# SHSAT Test Results Merge Notebook
[Return to project overview](final_project_overview.ipynb)

### Andrew Larimer, Deepak Nagaraj, Daniel Olmstead, Michael Winton (W207-4-Summer 2018 Final Project)

In this notebook, we will merge the data cleaned by the other "prep_" notebooks to create a single merged csv.

### Importing dataframes, indexed by our primary key
While school names may change or be input inconsistently, each school has a unique identifying DBN, sometimes referred to as a Location Code, to identify it. By importing each cleaned dataset with the DBN as the index, we are able to easily join them into a merged dataset.

In [7]:
import pandas as pd
import datetime
import re

In [2]:
# Load all datasets from CSV; when loading set index to the DBN column (to enforce uniqueness)
shsat_df = pd.read_csv('data_cleaned/cleaned_shsat_outcomes.csv', index_col="dbn")
print('SHSAT dataset:',shsat_df.shape) # confirm that it's (589, 5)

class_sizes_df = pd.read_csv('data_cleaned/cleaned_class_sizes.csv', index_col="DBN")
print('Class size dataset:', class_sizes_df.shape) # confirm that it's (494,13)

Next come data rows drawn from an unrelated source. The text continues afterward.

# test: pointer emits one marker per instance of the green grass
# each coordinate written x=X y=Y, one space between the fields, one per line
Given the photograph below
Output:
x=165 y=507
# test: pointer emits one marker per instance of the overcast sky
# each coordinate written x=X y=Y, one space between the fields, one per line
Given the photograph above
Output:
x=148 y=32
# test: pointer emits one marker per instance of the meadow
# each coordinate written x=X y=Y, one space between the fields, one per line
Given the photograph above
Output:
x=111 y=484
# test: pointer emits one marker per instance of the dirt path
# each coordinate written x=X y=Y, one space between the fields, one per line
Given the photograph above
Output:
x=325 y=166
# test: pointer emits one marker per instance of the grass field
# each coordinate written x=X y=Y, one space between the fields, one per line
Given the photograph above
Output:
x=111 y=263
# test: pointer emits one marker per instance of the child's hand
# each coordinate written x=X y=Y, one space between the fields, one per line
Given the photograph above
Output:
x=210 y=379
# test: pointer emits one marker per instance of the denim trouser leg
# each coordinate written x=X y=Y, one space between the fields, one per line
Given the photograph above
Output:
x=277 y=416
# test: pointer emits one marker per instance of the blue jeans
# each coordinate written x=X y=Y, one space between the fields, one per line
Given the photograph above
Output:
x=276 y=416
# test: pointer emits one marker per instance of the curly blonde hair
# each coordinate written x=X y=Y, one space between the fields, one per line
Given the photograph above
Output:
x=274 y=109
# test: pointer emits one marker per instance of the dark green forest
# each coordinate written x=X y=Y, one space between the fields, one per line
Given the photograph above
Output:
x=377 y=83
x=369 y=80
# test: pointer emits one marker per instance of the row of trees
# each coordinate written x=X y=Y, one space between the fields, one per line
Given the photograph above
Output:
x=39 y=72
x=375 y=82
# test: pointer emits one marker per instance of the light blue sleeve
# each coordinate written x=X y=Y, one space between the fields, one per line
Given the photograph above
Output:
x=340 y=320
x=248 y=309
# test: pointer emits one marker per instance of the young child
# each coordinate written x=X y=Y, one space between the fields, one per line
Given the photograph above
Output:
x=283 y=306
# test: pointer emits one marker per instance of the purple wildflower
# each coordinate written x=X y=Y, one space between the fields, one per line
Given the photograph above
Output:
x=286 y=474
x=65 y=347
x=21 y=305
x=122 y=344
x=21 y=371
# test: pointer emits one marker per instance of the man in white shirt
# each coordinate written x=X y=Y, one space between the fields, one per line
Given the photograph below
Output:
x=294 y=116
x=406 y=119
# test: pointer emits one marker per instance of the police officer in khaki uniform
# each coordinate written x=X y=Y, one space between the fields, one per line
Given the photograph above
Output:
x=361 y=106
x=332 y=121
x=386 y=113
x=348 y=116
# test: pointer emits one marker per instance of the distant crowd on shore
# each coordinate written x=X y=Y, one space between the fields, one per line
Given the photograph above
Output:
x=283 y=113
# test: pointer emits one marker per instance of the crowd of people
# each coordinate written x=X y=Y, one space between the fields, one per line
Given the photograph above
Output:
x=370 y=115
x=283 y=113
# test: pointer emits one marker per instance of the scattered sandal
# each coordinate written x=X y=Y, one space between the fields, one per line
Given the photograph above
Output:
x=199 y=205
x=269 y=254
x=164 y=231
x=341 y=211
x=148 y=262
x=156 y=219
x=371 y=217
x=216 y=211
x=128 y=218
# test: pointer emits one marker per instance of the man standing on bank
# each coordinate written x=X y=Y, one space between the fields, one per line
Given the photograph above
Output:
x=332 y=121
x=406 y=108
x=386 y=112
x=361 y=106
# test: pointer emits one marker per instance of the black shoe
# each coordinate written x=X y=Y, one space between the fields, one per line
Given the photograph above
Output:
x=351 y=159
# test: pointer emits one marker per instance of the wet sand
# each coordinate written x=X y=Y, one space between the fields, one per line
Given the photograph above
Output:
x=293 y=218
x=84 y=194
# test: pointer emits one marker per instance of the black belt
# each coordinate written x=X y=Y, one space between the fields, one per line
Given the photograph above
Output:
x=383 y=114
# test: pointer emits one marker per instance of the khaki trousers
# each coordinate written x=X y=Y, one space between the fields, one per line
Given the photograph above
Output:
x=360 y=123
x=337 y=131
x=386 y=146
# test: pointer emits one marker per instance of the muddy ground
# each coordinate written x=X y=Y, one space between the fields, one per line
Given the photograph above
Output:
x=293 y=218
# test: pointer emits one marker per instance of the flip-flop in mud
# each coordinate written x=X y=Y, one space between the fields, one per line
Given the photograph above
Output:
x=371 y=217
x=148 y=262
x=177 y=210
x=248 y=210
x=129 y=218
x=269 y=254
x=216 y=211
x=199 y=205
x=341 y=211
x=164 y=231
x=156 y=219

explorer_df = pd.read_csv('data_cleaned/cleaned_explorer.csv', index_col="dbn")
print('Explorer dataset:', explorer_df.shape) # confirm that it's (596, 50)

SHSAT dataset: (589, 4)
Class size dataset: (494, 13)
Explorer dataset: (596, 49)


### Checking for duplicate entries.
We do a quick check to make sure there are no duplicate entries.

In [3]:
shsat_dups = shsat_df.index.duplicated()
class_sizes_dups = class_sizes_df.index.duplicated()
explorer_dups = explorer_df.index.duplicated()
                            
print("True or False: there are duplicated indices within any dataframes?")
print("{0}.".format(bool(sum(shsat_dups) + sum(class_sizes_dups) + sum(explorer_dups))))

True or False: there are duplicated indices within any dataframes?
False.


### Inner joins for more complete data
We'll use inner joins to select the intersection of our datasets, thus only selecting for schools for which we have data from each dataframe.

In [14]:
merged_df = shsat_df.join(explorer_df, how="inner")
merged_df = merged_df.join(class_sizes_df, how="inner")
print("Merged Dataframe shape:",merged_df.shape)

Merged Dataframe shape: (464, 66)


This still leaves us with a merged dataframe of 464 rows and 66 features.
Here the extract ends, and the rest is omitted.